I hadn’t actually heard of ‘The Pirates! Band Of Misfits’ movie, but the sets in the exhibition inspired me to find out more so we watched it that night when we got home.
I wish I had more photos of these sets – they were incredibly detailed. Shelves full of little tiny jars of all sorts of things, mini books, lanterns, crates, little tiny skeletons – it’s such a skill to make these miniature items in such detail and realism.
The Art Department
‘Stained glass windows, vegetables, cakes, crockery, framed photos, door handles, curtains, wallpaper, hats, shoes, handbags, lamps, chairs, alarm clocks…

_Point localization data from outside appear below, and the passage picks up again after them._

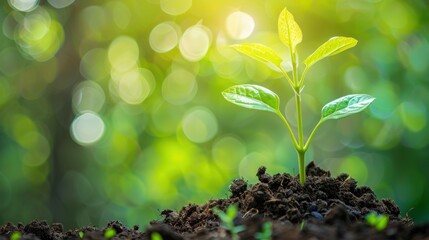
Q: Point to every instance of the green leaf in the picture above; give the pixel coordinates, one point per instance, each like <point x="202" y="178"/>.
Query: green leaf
<point x="289" y="31"/>
<point x="345" y="106"/>
<point x="253" y="97"/>
<point x="331" y="47"/>
<point x="383" y="221"/>
<point x="261" y="53"/>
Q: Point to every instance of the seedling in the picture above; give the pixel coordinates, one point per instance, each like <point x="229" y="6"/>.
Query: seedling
<point x="266" y="232"/>
<point x="155" y="236"/>
<point x="109" y="233"/>
<point x="15" y="236"/>
<point x="378" y="221"/>
<point x="227" y="220"/>
<point x="260" y="98"/>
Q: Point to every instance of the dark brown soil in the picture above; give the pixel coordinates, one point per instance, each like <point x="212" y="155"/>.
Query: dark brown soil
<point x="325" y="208"/>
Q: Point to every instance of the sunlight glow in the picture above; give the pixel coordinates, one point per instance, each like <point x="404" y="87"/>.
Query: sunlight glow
<point x="195" y="43"/>
<point x="240" y="25"/>
<point x="39" y="35"/>
<point x="123" y="53"/>
<point x="24" y="5"/>
<point x="60" y="3"/>
<point x="87" y="128"/>
<point x="175" y="7"/>
<point x="164" y="37"/>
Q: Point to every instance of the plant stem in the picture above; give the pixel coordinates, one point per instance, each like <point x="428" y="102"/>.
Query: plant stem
<point x="299" y="117"/>
<point x="301" y="159"/>
<point x="292" y="136"/>
<point x="300" y="149"/>
<point x="310" y="138"/>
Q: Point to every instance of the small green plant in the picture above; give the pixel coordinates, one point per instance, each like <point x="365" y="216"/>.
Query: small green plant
<point x="109" y="233"/>
<point x="155" y="236"/>
<point x="378" y="221"/>
<point x="266" y="232"/>
<point x="259" y="98"/>
<point x="227" y="220"/>
<point x="15" y="236"/>
<point x="301" y="225"/>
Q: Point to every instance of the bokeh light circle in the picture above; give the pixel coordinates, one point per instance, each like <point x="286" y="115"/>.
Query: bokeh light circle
<point x="24" y="5"/>
<point x="87" y="128"/>
<point x="199" y="125"/>
<point x="195" y="43"/>
<point x="175" y="7"/>
<point x="164" y="37"/>
<point x="240" y="25"/>
<point x="39" y="35"/>
<point x="123" y="53"/>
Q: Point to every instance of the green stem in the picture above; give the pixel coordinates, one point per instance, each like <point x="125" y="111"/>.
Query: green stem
<point x="288" y="78"/>
<point x="300" y="149"/>
<point x="300" y="127"/>
<point x="292" y="136"/>
<point x="301" y="158"/>
<point x="301" y="81"/>
<point x="310" y="138"/>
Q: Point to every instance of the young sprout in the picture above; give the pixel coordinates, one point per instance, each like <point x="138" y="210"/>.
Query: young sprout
<point x="15" y="236"/>
<point x="109" y="233"/>
<point x="378" y="221"/>
<point x="227" y="220"/>
<point x="266" y="232"/>
<point x="259" y="98"/>
<point x="155" y="236"/>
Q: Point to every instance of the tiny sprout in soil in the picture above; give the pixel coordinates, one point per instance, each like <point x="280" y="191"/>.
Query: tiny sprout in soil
<point x="109" y="233"/>
<point x="266" y="232"/>
<point x="378" y="221"/>
<point x="259" y="98"/>
<point x="227" y="220"/>
<point x="15" y="236"/>
<point x="155" y="236"/>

The numerous props seen on the sets of Aardman films are very similar to objects viewers might use every day, but each one is extremely important for defining and clarifying the character’s personalities. These scale models are the work of talented craftspeople engaged in an artistic manufacturing process who construct, chisel, mould, cut, sculpt, paint, and cast. It is work based on shape, but is also influenced by the materials used – sets and puppets are rarely made from what they are supposed to represent, apart from fabrics and glass whose particular looks are difficult to replicate using anything else. By observing the shapes and patterns of each object, we can see the details which make them unique. Whether it’s the ridges on a vegetable or the shape of a keyhole, the artists are fully able to express their talent when creating pieces on a reduced scale. Many copies of the same miniature accessory are often created, such as the beer mugs in Pirates! or the thousands of vegetables used in the vegetable contest in The Curse of the Were-Rabbit, giving a final result that is both abundant and authentic. Although it may seem repetitive, reproducing these elements actually showcases the subtle inventiveness of the sculptors, enhancing the richness of the final image on the screen with each handmade item being slightly but visibly different.’